In the past, North Korea was ruled solely by one leader, in line with his decisions and feelings. But the division of responsibilities or power-sharing could be seen as part of a process toward becoming a normal state, so it is regarded as a positive development.

South Korean Unification Minister Lee In-young said on Tuesday that a shift from one-man rule to party-led leadership in North Korea is expected to result in the division of roles when addressing relations with South Korea. A change in Pyongyang’s ruling system, namely, power-sharing, may serve as the safety pin in inter-Korean relations.

It could work more favorably to inter-Korean ties. Kim Jong-un and U.S. President Donald Trump have so far engaged in top-down diplomacy to resolve the North Korean nuclear issue, but the negotiations between the two countries have been deadlocked.
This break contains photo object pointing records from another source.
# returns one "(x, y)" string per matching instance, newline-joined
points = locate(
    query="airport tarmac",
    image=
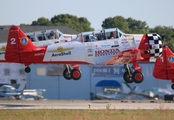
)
(84, 105)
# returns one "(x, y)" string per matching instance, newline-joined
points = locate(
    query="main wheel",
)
(127, 78)
(137, 77)
(76, 74)
(67, 75)
(27, 69)
(172, 86)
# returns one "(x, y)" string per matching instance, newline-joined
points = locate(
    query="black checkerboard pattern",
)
(155, 46)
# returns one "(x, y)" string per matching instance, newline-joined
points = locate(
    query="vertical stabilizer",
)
(164, 65)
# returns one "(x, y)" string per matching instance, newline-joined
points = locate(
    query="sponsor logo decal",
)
(38, 54)
(171, 59)
(90, 55)
(62, 51)
(111, 51)
(89, 50)
(107, 45)
(3, 48)
(24, 41)
(114, 45)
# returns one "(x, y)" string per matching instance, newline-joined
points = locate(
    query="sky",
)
(154, 12)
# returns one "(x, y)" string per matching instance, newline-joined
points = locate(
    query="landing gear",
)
(71, 73)
(172, 86)
(138, 77)
(66, 74)
(130, 76)
(27, 69)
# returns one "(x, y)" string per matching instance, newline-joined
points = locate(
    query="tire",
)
(76, 74)
(127, 78)
(27, 69)
(66, 75)
(137, 77)
(172, 86)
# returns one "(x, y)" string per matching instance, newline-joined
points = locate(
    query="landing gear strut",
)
(71, 73)
(130, 76)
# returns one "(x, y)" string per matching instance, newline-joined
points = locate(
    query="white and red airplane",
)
(164, 66)
(106, 47)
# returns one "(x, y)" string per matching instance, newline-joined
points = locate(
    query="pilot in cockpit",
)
(87, 38)
(111, 35)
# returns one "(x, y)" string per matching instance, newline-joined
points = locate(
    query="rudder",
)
(17, 42)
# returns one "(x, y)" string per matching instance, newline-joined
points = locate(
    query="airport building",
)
(105, 80)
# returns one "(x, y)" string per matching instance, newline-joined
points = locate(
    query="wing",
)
(124, 57)
(12, 94)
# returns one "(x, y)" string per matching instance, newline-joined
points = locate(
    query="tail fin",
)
(17, 42)
(164, 65)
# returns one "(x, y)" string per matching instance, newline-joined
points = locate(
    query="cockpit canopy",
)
(112, 33)
(44, 35)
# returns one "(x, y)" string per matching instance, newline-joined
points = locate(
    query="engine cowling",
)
(155, 43)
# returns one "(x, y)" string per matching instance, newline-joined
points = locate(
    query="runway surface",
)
(85, 105)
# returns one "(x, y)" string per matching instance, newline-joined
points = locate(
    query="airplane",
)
(164, 66)
(7, 91)
(105, 47)
(133, 94)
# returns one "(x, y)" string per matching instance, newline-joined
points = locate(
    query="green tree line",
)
(127, 25)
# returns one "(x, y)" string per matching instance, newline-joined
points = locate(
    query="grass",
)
(107, 114)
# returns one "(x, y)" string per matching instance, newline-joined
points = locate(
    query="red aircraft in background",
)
(164, 66)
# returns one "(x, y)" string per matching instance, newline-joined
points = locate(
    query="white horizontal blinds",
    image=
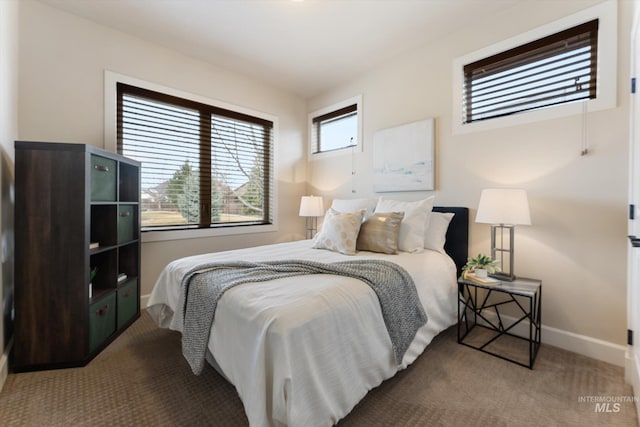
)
(241, 162)
(553, 70)
(201, 165)
(335, 130)
(166, 139)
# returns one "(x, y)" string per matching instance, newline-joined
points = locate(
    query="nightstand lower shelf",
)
(483, 325)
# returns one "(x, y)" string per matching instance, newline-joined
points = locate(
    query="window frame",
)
(172, 233)
(606, 78)
(331, 111)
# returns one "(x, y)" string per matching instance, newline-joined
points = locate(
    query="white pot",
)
(481, 273)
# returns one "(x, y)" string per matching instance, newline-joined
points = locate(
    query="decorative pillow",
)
(414, 223)
(354, 205)
(436, 233)
(339, 231)
(380, 233)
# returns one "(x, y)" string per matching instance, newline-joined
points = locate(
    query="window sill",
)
(201, 233)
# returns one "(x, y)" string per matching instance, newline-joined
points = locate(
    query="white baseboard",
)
(581, 344)
(144, 299)
(632, 376)
(4, 364)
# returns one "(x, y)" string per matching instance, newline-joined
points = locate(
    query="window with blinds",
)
(335, 130)
(202, 166)
(553, 70)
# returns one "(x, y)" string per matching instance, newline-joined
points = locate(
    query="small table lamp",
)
(503, 208)
(311, 207)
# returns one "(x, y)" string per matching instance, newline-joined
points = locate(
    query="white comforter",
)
(303, 351)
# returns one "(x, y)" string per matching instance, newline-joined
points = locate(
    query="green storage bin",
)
(102, 320)
(126, 223)
(127, 302)
(103, 179)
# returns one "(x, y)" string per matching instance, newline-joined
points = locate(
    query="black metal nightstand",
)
(482, 325)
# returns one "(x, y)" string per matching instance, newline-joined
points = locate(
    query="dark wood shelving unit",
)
(68, 196)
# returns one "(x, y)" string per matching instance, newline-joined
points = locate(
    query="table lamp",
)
(503, 208)
(311, 207)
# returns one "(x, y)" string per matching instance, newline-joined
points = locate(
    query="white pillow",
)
(354, 205)
(339, 232)
(436, 233)
(414, 223)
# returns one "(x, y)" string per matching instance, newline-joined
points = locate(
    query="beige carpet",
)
(142, 380)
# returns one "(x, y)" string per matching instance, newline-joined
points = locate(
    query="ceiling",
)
(304, 47)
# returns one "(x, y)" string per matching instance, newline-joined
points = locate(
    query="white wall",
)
(62, 62)
(8, 125)
(577, 243)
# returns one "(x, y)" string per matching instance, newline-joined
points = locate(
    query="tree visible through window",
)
(202, 166)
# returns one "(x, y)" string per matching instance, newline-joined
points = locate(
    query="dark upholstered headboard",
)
(457, 243)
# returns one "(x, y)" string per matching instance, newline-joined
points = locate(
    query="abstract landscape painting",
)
(403, 157)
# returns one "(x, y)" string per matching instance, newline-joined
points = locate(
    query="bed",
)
(304, 350)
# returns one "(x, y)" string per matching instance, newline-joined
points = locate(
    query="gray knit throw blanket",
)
(202, 287)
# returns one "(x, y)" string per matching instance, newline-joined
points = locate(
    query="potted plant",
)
(481, 266)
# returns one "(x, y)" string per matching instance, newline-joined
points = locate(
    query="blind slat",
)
(553, 70)
(201, 165)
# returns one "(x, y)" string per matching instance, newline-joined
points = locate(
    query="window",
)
(595, 90)
(557, 69)
(202, 166)
(335, 127)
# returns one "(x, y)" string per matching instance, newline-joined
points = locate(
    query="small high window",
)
(557, 69)
(336, 127)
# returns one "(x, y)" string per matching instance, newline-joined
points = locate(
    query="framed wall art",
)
(403, 157)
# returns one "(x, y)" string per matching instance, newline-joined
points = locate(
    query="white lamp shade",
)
(311, 206)
(508, 206)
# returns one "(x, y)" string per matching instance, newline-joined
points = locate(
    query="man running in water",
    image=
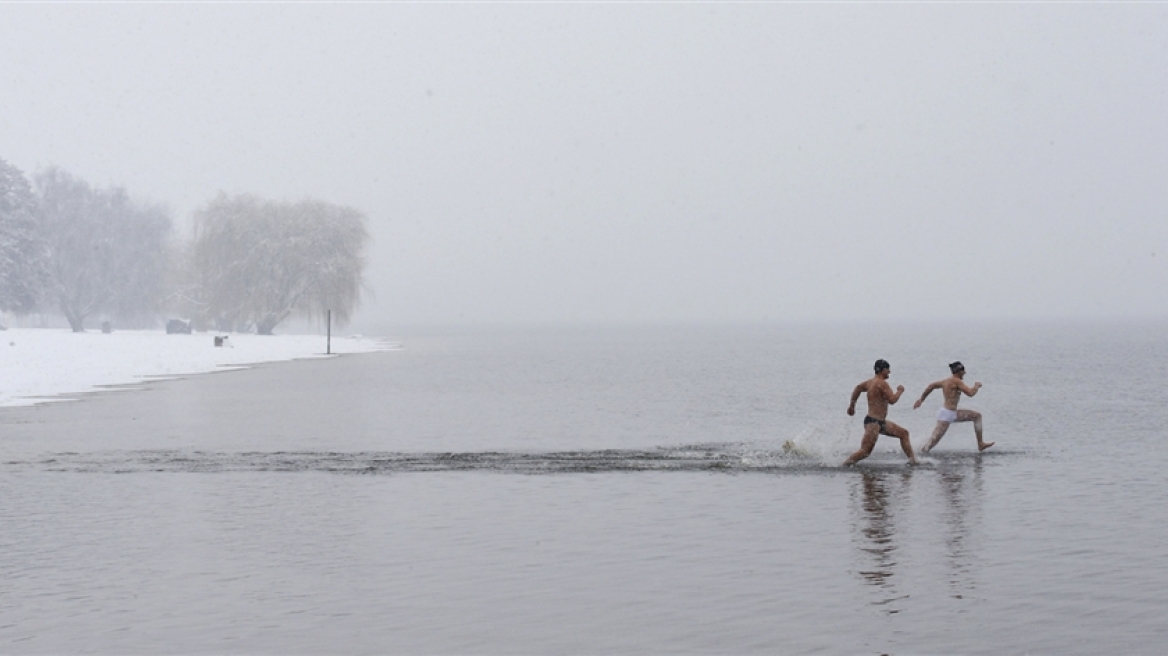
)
(876, 424)
(952, 388)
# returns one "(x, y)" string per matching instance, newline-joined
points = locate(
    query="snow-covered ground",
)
(39, 364)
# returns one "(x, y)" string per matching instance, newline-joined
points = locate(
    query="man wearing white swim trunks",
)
(952, 389)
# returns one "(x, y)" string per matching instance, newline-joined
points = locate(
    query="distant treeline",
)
(89, 253)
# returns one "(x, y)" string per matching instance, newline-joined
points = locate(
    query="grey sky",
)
(631, 162)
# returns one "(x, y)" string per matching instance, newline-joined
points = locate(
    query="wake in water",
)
(730, 458)
(820, 446)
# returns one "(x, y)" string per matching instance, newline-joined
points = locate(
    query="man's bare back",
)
(952, 389)
(880, 396)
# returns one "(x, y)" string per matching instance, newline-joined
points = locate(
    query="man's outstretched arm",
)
(970, 391)
(892, 397)
(855, 397)
(927, 391)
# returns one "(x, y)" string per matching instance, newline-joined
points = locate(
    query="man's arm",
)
(968, 391)
(927, 391)
(855, 396)
(889, 396)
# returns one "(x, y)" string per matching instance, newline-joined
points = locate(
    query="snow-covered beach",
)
(41, 364)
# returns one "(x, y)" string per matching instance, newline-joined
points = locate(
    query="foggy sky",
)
(644, 162)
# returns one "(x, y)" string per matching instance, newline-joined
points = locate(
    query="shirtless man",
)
(952, 388)
(876, 424)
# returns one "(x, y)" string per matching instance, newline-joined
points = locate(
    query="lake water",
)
(576, 490)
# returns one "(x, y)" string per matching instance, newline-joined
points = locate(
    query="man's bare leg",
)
(975, 417)
(938, 433)
(902, 434)
(871, 431)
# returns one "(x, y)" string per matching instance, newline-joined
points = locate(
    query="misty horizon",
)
(642, 164)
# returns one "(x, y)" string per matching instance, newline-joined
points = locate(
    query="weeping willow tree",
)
(255, 263)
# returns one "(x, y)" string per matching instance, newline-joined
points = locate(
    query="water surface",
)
(584, 490)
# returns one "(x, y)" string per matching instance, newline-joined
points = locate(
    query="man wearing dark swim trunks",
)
(876, 424)
(952, 389)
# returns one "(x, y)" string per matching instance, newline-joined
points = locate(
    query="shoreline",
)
(42, 365)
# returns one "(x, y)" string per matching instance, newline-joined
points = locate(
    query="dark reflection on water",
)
(876, 496)
(963, 490)
(690, 458)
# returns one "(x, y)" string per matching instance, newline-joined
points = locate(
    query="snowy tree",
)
(23, 253)
(108, 253)
(258, 262)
When the top-down style leaders entrust responsibilities to the experts in each area, the possibility of bilateral working-level contact increases. For South Korea, ministries in charge of diplomacy, the economy and inter-Korean affairs could better communicate with North Korea. South Korean or U.S. working-level officials in each area may have more opportunities to contact with their North Korean counterparts. I imagine that North Korea’s transition to a normal state will hopefully create many advantages.

If North Korea sheds the negative image of a one-man dictatorship, the international community may not see it as a notoriously unpredictable country. The Seoul government should closely examine how the change in the North’s ruling style will influence South Korea and come up with specific and appropriate measures to deal with its northern neighbor.